Group Seeks Rare Butterfly Protection

Conservationists have asked a federal judge to declare federal approval of a Contra Costa County power plant a threat to the last sanctuary of the protected metalmark butterfly.

The lawsuit filed in federal court in San Francisco Thursday by Wild Equity Institute claims the U.S. Environmental Protection Agency authorized the Gateway Generating Station in Antioch in violation of the Endangered Species Act (ESA).

The suit claims the EPA authorized the plant, which is owned by Pacific Gas & Electric Co., to release nitrogen pollution into the Sacramento Delta and upstream of the San Francisco Bay near the only known habitat of the Lange’s metalmark butterfly.
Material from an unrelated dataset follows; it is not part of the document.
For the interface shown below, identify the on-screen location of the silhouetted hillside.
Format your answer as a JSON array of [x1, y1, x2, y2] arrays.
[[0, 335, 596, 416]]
The suit says the butterfly has been protected by the ESA since 1976.  The only known habitat is the Antioch Dunes, an area that allowed the butterfly to evolve into a unique butterfly found nowhere else on earth.

Wild Equity contends the EPA was obligated to consult with the Fish and Wildlife Service before approving the plant.

The lawsuit also maintains that the plant will threaten the Antioch Dunes evening primrose and the Contra Costa wallflower.

As many as 25,000 of Lange’s metalmarks were believed to live in the dunes 50 to 100 years ago.  But in the 1990s the numbers had dropped to 2,000.  A wildfire then devastated 40 percent of its habitat, driving the population down to just 450.

By 2006, it was estimated just 45 adults remain, according to the lawsuit.

Wild Equity has asked the federal court to order the EPA to consult with the FWS on the effects of the power plant emissions.